– Release date: 09 July 2003
Last year some members of the Irish parliament had an opportunity to observe at first hand the work which the United Nations Population Fund is doing in developing countries. Here are some of their comments and observations:
On safe motherhood…
“I have visited Ethiopia twice over the past 10 months. On my last visit in January I visited a small village 150km from Addis Ababa. It struck me that at some stage the promotion of the half-door, such as were on Irish cottages, might be considered because it would help keep animals out of the house.
“I went into one house where the first thing I did was to stand on a heap of donkey dung. After some time in the house I realised there was a young woman on the floor. She had, I was told, given birth a few days before. She had the newborn at her breast and also a lovely 11 month old who seemed astonished to see someone with whom he would have to fight for his supper.
“The health prospects for this woman and her children concerns me. It is heartening to know that the Irish Government is committed to continued strong support for the work of UNFPA.”
Senator Mary Henry
On women’s empowerment…
“Giving women the opportunity to plan and space their children is critical to their empowerment in developing countries. In Ethiopia 77% of women have no education. Because of poor healthcare, they suffer one of the highest maternal mortality rates in the world. Out of every 100,000 live births, 871 mothers die. The high fertility rate also plays havoc with the health of Ethiopian women.
“The impoverished women of Ethiopia need education and opportunities. By giving them a choice to use contraception and access reproductive healthcare, UNFPA is making a difference.”
Deputy Jan O’Sullivan
On obstetric fistula…
“Obstetric fistula is a condition caused by obstructed labour. The obstruction results in the rupturing of the internal passages of the bladder and bowel. The reason why fistulas are so prevalent in developing countries is because often the women and girls are so young when giving birth that their pelvis is underdeveloped.
“This means that they cannot have a normal birth and need a c-section. But because of the shortcomings of the health services in these countries this procedure, which we take for granted here, is not widely available.
“Some women with fistula never get treated. This results in untimely death. Without treatment, women curl up with pain and have no bowel and bladder control. Most are treated as outcasts.
“For those who can access treatment, most are returned to good health. Some can even have children again.
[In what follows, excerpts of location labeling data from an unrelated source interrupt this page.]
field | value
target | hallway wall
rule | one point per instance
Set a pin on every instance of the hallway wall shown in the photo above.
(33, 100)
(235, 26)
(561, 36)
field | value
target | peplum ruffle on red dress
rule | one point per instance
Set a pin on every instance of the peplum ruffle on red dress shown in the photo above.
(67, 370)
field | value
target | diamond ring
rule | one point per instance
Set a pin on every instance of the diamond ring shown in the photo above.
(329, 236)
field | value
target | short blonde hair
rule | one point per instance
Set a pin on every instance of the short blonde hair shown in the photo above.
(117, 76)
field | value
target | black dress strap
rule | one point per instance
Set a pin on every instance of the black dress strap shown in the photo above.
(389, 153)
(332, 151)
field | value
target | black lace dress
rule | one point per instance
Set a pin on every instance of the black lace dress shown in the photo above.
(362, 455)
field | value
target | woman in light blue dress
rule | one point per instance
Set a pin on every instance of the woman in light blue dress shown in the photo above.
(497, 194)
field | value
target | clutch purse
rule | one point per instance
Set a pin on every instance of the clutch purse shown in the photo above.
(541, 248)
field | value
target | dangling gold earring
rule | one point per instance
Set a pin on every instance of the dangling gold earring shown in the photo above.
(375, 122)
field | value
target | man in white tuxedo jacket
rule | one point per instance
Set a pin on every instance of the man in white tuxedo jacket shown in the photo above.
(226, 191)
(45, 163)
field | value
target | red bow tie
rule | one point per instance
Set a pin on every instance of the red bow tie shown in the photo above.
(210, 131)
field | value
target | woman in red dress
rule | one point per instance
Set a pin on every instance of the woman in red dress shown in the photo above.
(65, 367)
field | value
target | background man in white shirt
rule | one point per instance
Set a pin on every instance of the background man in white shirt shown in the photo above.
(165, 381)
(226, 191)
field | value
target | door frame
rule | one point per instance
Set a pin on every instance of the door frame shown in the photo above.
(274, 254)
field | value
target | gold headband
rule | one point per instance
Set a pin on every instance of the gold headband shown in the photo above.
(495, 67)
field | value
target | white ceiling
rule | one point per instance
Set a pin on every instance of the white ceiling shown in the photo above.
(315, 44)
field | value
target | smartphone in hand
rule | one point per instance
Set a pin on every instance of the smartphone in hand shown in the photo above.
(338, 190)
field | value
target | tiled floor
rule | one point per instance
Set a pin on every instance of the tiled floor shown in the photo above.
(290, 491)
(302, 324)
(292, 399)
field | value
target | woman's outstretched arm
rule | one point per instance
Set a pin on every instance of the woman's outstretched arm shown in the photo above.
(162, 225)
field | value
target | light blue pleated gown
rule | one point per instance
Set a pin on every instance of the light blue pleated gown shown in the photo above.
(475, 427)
“UNFPA is working to train medical personnel right across the developing world to treat obstetric fistulas. This work is relatively inexpensive, yet so important in saving lives.”
On access to sex education and family planning…
“In a country with a population of 69 million, only 150 doctors graduate in Ethiopia each year. Most of these emigrate.
“Meanwhile, 166 in every 1,000 children die by the age of five years. Only 11% of births are assisted in the home or in a healthcare facility.
“The rate of HIV/AIDS infection is estimated to be 7.2%
“In the Northern region of Tegray, I observed how, through UNFPA assistance, the local Orthodox priest was working to communicate information about family planning and sexual health to his community. The benefits of his work were evident when we met with teenage parents who had two children and were not planning a third for five years. They felt that having the ability to space and plan their family could ensure better nutrition and educational opportunities for their children.
“It is critical that the Irish Government continues to support the work of UNFPA in funding sex education, family planning programmes and reproductive healthcare facilities.”